Thank God for a handful of sites that have revived my love of new music. I never got too far with the P2P sites like Napster or Kazaa, but now I don't need to risk viruses and junk uploads to hear new stuff. The three music sites that I live by now:
- LaLa.com -- The concept is so simple yet elegant: List CDs you have. List CDs you want. Trade them. Pay nothing to give away. Pay $1.75 to get new ones (not burned discs) from others on the site. Balance is maintained with karma points. Nirvana is achieved by not paying for filler and being free to explore new music with almost no financial risk. Plus, 20% of money from the site goes back to a foundation for musicians. It also works great in tandem with ...

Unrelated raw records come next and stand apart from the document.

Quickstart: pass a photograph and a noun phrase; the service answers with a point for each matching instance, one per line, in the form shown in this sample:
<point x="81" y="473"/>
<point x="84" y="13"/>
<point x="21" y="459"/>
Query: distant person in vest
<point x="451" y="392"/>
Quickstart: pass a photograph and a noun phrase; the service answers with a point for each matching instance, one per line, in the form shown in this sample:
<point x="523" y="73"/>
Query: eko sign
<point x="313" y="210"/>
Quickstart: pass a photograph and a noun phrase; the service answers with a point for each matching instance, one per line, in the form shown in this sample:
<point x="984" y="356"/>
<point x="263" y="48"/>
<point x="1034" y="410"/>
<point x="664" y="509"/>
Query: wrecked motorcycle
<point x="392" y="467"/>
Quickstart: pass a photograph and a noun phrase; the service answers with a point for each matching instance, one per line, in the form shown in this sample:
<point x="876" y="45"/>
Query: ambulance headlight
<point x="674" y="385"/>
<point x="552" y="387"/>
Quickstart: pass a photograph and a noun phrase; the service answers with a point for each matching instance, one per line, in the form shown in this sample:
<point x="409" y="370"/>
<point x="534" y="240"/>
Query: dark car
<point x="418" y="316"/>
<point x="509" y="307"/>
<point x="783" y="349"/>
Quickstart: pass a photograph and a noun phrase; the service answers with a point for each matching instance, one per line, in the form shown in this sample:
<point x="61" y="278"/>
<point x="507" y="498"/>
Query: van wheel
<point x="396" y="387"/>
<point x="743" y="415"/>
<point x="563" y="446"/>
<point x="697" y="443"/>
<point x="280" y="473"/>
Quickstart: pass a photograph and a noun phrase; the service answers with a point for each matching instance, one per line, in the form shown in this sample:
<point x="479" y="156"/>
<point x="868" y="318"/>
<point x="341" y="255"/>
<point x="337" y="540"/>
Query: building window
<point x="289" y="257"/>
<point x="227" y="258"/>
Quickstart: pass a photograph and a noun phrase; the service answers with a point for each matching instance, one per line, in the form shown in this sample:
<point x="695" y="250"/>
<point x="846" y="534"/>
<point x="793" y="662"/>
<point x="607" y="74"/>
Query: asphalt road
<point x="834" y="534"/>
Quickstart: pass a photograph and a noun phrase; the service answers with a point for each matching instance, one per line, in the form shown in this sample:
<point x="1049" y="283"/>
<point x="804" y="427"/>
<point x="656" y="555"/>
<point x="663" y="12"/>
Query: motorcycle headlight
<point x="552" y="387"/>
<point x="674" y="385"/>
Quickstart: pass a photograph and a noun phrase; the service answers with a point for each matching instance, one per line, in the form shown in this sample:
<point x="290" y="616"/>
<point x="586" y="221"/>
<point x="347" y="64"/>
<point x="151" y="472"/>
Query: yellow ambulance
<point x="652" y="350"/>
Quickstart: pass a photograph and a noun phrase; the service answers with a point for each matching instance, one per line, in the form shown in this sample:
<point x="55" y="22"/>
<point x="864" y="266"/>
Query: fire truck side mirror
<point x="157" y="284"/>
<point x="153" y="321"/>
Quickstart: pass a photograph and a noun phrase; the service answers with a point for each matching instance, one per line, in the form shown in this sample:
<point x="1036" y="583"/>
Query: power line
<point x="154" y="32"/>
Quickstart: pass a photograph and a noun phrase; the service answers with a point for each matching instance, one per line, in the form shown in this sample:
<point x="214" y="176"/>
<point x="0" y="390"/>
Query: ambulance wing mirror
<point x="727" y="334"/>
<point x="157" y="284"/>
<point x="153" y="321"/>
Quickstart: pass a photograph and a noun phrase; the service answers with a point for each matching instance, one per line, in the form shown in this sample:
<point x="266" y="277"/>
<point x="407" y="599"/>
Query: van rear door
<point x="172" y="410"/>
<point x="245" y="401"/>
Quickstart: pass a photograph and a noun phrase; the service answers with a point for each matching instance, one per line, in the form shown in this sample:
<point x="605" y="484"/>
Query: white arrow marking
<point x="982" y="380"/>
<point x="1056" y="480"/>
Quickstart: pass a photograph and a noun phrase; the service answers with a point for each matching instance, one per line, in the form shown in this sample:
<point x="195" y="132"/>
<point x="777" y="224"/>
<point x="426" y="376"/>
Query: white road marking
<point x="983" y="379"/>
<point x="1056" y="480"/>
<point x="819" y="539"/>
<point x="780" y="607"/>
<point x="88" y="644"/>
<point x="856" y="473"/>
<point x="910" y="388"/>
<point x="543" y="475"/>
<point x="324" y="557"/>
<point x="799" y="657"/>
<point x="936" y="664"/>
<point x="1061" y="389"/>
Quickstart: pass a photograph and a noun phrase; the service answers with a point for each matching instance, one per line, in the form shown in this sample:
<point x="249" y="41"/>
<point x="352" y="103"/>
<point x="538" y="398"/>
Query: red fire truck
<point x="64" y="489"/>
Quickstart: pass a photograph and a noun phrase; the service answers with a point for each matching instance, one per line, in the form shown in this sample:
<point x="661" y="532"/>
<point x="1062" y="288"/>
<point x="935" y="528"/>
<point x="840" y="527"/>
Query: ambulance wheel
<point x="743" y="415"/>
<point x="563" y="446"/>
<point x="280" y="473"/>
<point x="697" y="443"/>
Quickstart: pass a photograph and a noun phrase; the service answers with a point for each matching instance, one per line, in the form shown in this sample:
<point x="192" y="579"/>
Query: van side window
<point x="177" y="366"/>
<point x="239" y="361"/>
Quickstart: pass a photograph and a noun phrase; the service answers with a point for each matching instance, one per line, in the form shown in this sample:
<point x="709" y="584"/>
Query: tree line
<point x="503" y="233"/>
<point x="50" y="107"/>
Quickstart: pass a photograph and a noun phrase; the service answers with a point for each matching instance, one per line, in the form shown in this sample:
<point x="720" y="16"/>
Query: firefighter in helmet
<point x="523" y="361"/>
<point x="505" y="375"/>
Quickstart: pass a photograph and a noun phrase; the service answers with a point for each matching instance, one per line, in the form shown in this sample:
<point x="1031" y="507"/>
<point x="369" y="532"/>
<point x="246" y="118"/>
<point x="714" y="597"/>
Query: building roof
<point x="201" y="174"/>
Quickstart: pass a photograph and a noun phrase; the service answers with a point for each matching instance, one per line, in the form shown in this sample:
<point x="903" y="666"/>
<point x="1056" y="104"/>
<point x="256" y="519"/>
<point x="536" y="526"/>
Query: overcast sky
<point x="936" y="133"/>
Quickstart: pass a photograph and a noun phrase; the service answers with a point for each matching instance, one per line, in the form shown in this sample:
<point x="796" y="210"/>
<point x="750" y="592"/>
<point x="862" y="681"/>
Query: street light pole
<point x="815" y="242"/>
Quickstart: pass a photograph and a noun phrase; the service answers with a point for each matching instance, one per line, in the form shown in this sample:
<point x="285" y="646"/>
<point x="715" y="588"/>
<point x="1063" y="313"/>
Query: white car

- Pandora.com -- This site is like having a personal DJ. Part of a massive project to analyze and categorize music (the Music Genome Project), it's a dream come true considering the pathetic state of most corporate/terrestrial radio. Here's how it works: Plug in a song, album or artist. The site streams similar tracks based on the "musical DNA" of your selection -- and it does a damn fine job most of the time. You can rate the tracks, save them to a favorites list, buy them from iTunes, spin them off to create other stations and share your playlists with friends. And for heaven's sake, the whole thing is free.
- XponentialMusic.org -- This site just launched not long ago, but what an excellent (overdue) idea, at least around here. There's nothing too revolutionary about college radio stations that stream music, but the shows on Universiy of Penn's WXPN are pretty good. My favorites are Stars' End and Echoes. However, the station just absorbed the popular upstart Y100 Webcast, too. Y100 had been a real radio station before its corporate parent decided Philly didn't need an alternative rock station. Honestly, I never listened to it much on the radio or online, but I can hear its influence on XPN now and the extra dose of attitude is a welcome addition.
If, like me, you thought that musically your best days were behind you, think again. There are loads of other similar sites, maybe even some that are better. Last.fm is pretty popular, but I haven't tried it out yet since I found Pandora first. And that's the cool part. Instead of feeling like I'm out of the loop with new music, or even old music that I hadn't discovered or gotten around to buying, now it's like a whole new menu of options is available from streaming to MP3s to CDs that bypasses all the gouging of record companies and garbage pumped out by corporate radio. All that's been replaced by a seemingly endless variety of sweet (legal) sounds.